Analysis: Some small businesses have been reluctant to expend significant sums on getting ready for Brexit, as Ben Chapman explains
Companies large and small are currently in the unenviable position of having to spend money to prepare for a no-deal Brexit that might never happen.
As 29 March approaches, more goods are stockpiled, warehouse units filled, empty offices rented and contingency plans made.
As Mike Hawes, boss of the Society of Motor Manufacturers and Traders, put it this week: “Every day a no-deal Brexit remains a possibility is another day ... companies pay the price in additional and potentially pointless costs.”
All of this adds up to a considerable amount. The government itself has spent more than £4.2bn so far on Brexit preparations, though not all of that has gone towards no-deal planning.

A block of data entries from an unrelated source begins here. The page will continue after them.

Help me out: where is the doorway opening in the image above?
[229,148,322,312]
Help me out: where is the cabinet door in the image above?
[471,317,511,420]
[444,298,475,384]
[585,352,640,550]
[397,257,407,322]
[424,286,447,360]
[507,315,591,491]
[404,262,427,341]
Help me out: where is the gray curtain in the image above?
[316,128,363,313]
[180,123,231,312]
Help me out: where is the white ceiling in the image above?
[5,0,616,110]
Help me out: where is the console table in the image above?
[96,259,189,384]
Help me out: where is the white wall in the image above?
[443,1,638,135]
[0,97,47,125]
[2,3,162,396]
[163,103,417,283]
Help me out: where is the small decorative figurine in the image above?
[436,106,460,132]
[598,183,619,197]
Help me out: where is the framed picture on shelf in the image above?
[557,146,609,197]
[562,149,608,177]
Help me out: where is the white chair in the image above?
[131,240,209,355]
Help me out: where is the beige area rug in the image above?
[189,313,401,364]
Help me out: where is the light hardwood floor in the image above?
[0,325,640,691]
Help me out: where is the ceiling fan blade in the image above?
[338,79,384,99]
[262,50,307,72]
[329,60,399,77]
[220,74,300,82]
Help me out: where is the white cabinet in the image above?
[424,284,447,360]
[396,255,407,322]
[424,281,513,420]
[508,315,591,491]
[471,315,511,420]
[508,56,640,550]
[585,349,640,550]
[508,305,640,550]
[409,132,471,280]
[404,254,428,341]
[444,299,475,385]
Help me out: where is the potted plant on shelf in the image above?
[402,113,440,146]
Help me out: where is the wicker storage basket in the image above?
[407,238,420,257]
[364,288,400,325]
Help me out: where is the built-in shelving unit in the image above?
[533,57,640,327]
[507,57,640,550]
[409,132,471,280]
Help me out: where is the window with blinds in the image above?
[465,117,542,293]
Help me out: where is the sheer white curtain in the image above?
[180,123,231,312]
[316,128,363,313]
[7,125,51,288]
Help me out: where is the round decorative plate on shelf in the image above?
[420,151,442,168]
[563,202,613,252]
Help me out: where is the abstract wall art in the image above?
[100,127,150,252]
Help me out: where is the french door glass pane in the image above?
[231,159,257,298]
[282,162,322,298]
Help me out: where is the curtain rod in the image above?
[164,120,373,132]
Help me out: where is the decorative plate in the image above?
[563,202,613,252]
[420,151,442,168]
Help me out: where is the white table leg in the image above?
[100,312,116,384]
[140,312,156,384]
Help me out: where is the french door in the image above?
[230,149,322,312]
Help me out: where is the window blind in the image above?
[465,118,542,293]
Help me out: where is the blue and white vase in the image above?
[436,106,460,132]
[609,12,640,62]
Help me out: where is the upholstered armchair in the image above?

For smaller firms the amounts can be significant, but can any of this be recouped by way of compensation if it turns out to have been unnecessary?
Ultimately, the answer for businesses seems to be no; but there is a severe lack of information and clarity on this point.
Neither the Department for Exiting the EU nor the Department for Business, Energy and Industrial Strategy could point to any government mechanism that would cover unnecessary no-deal costs for small firms.
This is something that some small and medium-sized businesses have said they want. In a survey late last year by the Federation of Small Businesses (FSB), 16 per cent of respondents said they would find a voucher of £2,000 to £3,000 towards Brexit planning helpful. Another 10 per cent wanted interest-free loans to cover the costs.
But three times as many firms simply wanted clear information, kept in a single place, about how they should prepare. Such a one-stop shop still doesn’t exist, leaving businesses in the dark.
In the face of such uncertainty, it is understandable to an extent that only one in seven small companies have starting planning for a no-deal Brexit despite the fact that half think it will be harmful to them. Some no doubt are loath to spend money on which they may see no return.
Typically of course, firms plan for future risks with insurance, but for a no-deal scenario this presents a problem. As the Association of British Insurers points out, cover is designed for unforeseeable events – fire, theft, critical illness – which are somewhat different to those posed by a no-deal outcome.
Perhaps more beneficial than any insurance policy, however, would be if Brexit didn’t go ahead.
The UK has forgone around 2 per cent of predicted economic growth since the June 2016 referendum, while the government’s own analysis forecasts a no-deal departure will chop 9.3 per cent off GDP.